Un faux avocat arrêté en plein procès... Photo : Shutterstock
Un faux avocat arrêté en plein procès... Photo : Shutterstock
Un homme qui se prétendait avocat et qui défendait deux victimes d’une escroquerie a été interpellé jeudi au tribunal de Cusset, dans la ville d’Allier en France, révèle la chaîne d’information Europe 1.

Sébastien Buisson a été placé en garde à vue sous les yeux de ses clients, qui n’en revenaient pas.

Le faux avocat de 35 ans soulevait déjà les soupçons avant l’audience : il prenait des égoportraits devant le tribunal avec ses deux clients, et portait mal sa robe d’avocat. Mais c’est sa plaidoirie qui a vraiment mis la puce à l’oreille de ses confrères, de vrais avocats ceux-là.

« Des doutes sont vraiment apparus compte tenu du caractère complètement décousu de son intervention, du fait qu'il n'y avait aucun contenu juridique au propos qu'il tenait. Il y a eu un moment de flottement parce qu'on sentait bien qu'un doute était en train de naître », explique le substitut du procureur Laurent Béard à Europe 1.

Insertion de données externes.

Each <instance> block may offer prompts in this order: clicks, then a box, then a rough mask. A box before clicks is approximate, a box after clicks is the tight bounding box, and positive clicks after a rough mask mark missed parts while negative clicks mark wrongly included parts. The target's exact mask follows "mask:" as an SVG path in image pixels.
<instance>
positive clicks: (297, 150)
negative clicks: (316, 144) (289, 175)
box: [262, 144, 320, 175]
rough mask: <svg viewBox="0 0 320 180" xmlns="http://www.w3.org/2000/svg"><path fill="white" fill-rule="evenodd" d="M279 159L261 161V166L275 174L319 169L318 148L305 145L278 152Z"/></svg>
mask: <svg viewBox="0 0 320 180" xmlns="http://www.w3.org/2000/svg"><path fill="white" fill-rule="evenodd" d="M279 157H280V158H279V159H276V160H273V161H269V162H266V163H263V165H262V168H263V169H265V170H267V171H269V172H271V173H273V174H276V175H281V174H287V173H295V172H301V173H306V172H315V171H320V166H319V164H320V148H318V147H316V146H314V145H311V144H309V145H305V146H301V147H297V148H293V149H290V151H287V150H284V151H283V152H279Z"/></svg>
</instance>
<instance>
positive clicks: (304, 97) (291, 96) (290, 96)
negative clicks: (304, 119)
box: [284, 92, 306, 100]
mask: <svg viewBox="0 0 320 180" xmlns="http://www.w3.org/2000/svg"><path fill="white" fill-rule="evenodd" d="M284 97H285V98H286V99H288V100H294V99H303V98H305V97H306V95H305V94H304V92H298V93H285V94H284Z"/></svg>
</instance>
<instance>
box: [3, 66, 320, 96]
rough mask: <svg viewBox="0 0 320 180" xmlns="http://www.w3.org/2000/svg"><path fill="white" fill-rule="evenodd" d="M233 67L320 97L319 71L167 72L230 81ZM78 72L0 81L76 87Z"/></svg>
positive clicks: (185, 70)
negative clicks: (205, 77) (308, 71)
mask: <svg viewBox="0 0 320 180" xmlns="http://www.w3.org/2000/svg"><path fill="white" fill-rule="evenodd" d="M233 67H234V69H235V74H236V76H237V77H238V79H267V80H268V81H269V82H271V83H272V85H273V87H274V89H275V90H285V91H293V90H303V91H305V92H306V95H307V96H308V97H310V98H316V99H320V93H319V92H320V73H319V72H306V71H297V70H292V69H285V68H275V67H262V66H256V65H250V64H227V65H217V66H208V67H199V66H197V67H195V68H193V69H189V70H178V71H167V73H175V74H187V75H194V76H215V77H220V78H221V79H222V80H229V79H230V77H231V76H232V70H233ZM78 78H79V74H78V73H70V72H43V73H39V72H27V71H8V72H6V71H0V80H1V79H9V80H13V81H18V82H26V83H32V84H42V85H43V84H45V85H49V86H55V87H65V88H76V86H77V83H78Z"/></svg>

La juge a alors demandé à l’imposteur sa carte d’avocat, qu’il a été incapable de produire. Le substitut du procureur est allé faire quelques recherches sur Internet. Il y a découvert non seulement que Sébastien Buisson était un escroc notoire, mais qu’il ne figurait même pas sur un barreau en France.

« Lorsque le procureur a insisté pour avoir des documents, il a fini par reconnaître qu'il avait été suspendu, mais ce qui ressort, c'est qu'il n'est pas avocat du tout, n'a jamais été inscrit sur un barreau », poursuit l’avocat.

Sébastien Buisson est mis en examen pour « exercice illé­gal de la profession d'avocat » et « escroquerie » en récidive. En effet, le professionnel de l’escroquerie a déjà été condamné 11 fois, et est en outre actuellement mis en examen dans une autre affaire de détournement de 260 000 euros de dons humanitaires au sein d’une association qu’il présidait.

Si les avocats et la magistrate ont perdu leur temps jeudi, il reste qu’ils voient les choses avec humour.

« Cela paraît tellement grossier, et pourtant... Il n'a pas fait illusion une seconde quand il a plaidé, ça nous a un peu changé de notre quotidien! », a lancé le procureur substitut Laurent Béard.